The function $1/x$ is convex on the interval $x > 0$ and two times differentiable. So, for $x > 0$, Jensen's inequality implies
$$E(1/x) \geq 1/E(x).$$
But for $x < 0$, $1/x$ is not convex, but concave. However, $1/(-x)$ is convex and two times differentiable. Let $g(x) = f(-x) = -1/x$. Then
\begin{align} E(g(x)) &\geq g(E(x))\\ E(f(-x)) &\geq f(-E(x))\\ E(-1/x) &\geq -1/E(x)\\ - E(-1/x) &\leq 1/E(x) \end{align}
I continue by giving a geometric argument that $-E(-1/x) = E(1/x)$. So
$$E(1/x) \leq 1/E(x).$$
I'm OK with showing the convexity and differentiability of the function, but I'm not OK with this argument, in particular this last step that I'm trying to give a geometric argument using reflections. Can you shed some light? Thanks!
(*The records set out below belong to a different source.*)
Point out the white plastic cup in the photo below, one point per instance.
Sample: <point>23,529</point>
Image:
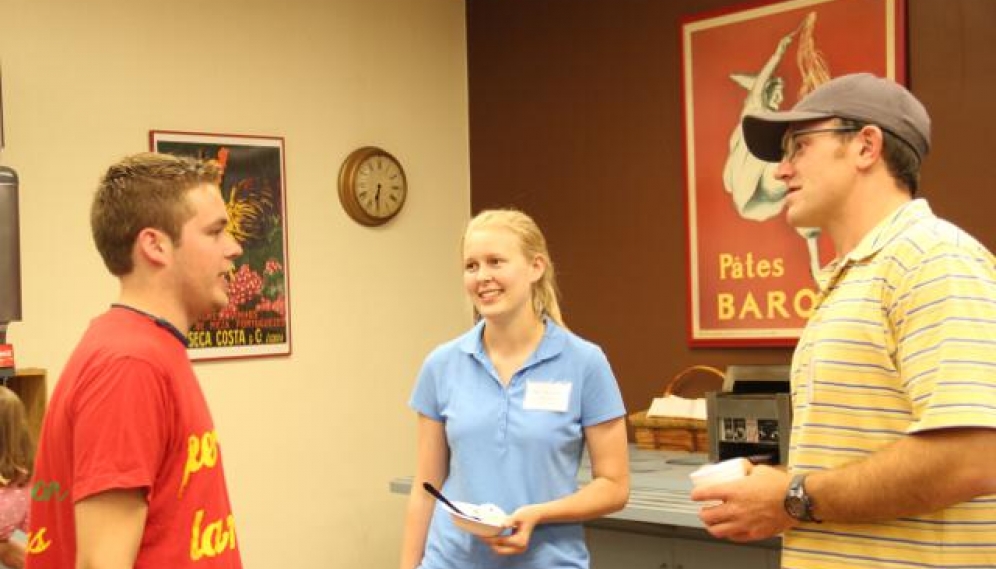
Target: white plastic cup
<point>729,470</point>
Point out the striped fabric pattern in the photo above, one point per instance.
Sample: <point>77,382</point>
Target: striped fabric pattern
<point>903,340</point>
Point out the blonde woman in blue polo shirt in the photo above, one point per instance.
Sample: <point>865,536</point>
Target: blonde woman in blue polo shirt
<point>505,411</point>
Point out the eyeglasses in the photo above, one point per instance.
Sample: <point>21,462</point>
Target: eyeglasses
<point>790,148</point>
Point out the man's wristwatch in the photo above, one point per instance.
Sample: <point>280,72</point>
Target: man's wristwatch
<point>798,504</point>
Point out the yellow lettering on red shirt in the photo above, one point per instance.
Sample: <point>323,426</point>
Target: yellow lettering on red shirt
<point>37,542</point>
<point>213,539</point>
<point>202,452</point>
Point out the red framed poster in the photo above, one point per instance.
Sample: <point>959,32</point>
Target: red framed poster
<point>751,274</point>
<point>256,321</point>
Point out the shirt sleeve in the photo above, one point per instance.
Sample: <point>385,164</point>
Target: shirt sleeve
<point>120,431</point>
<point>425,395</point>
<point>13,510</point>
<point>946,349</point>
<point>600,396</point>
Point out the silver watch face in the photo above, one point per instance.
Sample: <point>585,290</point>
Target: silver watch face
<point>795,507</point>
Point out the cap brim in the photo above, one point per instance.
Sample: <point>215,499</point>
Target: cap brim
<point>764,132</point>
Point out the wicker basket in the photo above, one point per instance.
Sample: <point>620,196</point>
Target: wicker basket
<point>678,433</point>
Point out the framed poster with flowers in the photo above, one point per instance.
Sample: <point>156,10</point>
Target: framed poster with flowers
<point>751,275</point>
<point>256,321</point>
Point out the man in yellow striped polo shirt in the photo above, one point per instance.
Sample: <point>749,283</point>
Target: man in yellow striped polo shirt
<point>893,454</point>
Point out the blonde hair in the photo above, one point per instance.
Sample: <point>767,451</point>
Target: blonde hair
<point>545,293</point>
<point>17,449</point>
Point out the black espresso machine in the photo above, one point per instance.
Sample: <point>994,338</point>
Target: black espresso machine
<point>752,416</point>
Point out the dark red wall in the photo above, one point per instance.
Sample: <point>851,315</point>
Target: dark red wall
<point>575,117</point>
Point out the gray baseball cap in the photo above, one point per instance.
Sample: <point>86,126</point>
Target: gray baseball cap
<point>861,96</point>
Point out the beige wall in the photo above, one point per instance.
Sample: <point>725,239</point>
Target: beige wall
<point>311,440</point>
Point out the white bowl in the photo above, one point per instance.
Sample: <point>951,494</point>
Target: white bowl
<point>484,520</point>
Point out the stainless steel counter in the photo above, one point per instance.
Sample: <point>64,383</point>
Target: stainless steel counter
<point>659,488</point>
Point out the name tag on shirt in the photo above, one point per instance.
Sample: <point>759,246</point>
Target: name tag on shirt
<point>547,395</point>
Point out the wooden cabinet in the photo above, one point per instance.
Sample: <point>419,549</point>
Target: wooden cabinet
<point>29,384</point>
<point>614,549</point>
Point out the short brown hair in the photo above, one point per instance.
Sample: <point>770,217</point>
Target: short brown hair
<point>17,449</point>
<point>140,191</point>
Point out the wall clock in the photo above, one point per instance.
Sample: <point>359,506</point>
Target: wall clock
<point>372,186</point>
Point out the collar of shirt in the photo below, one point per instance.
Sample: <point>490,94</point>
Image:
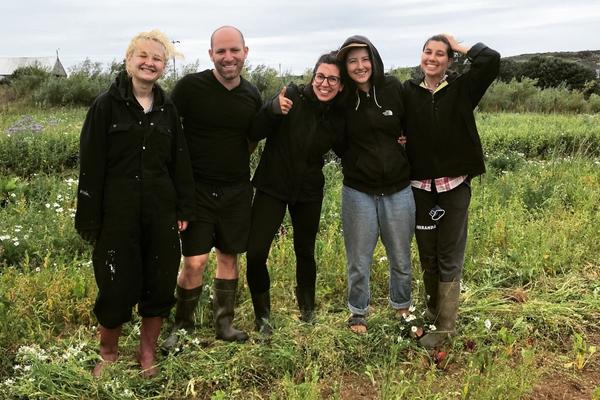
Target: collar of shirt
<point>443,83</point>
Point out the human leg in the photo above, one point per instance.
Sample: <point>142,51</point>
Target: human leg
<point>267,215</point>
<point>426,234</point>
<point>224,297</point>
<point>359,221</point>
<point>396,214</point>
<point>149,332</point>
<point>305,222</point>
<point>452,233</point>
<point>109,348</point>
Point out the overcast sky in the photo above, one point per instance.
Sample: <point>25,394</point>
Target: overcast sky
<point>290,35</point>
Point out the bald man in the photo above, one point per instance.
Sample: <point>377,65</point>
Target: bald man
<point>217,107</point>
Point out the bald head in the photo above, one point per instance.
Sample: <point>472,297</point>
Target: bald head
<point>226,29</point>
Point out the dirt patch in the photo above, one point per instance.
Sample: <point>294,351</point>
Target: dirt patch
<point>561,383</point>
<point>353,387</point>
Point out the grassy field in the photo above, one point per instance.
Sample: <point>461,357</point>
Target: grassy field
<point>530,299</point>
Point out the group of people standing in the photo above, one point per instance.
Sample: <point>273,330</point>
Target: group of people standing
<point>161,176</point>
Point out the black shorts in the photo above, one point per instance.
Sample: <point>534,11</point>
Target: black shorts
<point>222,220</point>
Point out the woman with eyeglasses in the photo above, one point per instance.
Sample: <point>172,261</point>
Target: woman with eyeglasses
<point>445,152</point>
<point>300,125</point>
<point>376,197</point>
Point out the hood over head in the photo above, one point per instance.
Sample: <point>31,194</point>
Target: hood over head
<point>354,41</point>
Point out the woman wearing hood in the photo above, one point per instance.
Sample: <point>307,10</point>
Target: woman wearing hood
<point>135,193</point>
<point>301,125</point>
<point>377,200</point>
<point>445,153</point>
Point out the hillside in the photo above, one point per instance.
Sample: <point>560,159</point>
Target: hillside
<point>588,58</point>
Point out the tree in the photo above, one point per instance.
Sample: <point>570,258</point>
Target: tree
<point>552,72</point>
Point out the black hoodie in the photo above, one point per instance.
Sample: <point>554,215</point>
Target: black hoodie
<point>374,162</point>
<point>291,163</point>
<point>440,128</point>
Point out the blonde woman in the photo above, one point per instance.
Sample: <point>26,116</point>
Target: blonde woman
<point>135,195</point>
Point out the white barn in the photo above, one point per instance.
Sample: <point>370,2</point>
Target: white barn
<point>8,65</point>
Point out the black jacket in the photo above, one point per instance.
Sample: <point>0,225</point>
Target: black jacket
<point>291,163</point>
<point>129,159</point>
<point>442,138</point>
<point>373,161</point>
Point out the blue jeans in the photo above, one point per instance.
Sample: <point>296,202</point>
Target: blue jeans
<point>365,217</point>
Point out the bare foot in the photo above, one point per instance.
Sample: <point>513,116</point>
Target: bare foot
<point>358,329</point>
<point>99,367</point>
<point>147,365</point>
<point>402,313</point>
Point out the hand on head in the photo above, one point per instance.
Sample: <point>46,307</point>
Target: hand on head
<point>455,44</point>
<point>285,104</point>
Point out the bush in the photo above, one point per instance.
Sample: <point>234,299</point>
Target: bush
<point>525,96</point>
<point>86,82</point>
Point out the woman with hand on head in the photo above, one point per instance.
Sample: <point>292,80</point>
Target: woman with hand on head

It is true that if a random variable $X$ takes on positive values only then $$E\left[\frac{1}{X}\right] \ge \frac{1}{E[X]}, \tag{1}$$ and $$E\left[\frac{1}{X}\right] \le \frac{1}{E[X]}, \tag{2}$$ when $X$ takes on negative values only. But $(1)$ and $(2)$ do not imply that $$E\left[\frac{1}{X}\right] = \frac{1}{E[X]} \tag{3}$$ because $(1)$ and $(2)$ hold for different types of RVs: $(1)$ for positive and $(2)$ for negative RVs.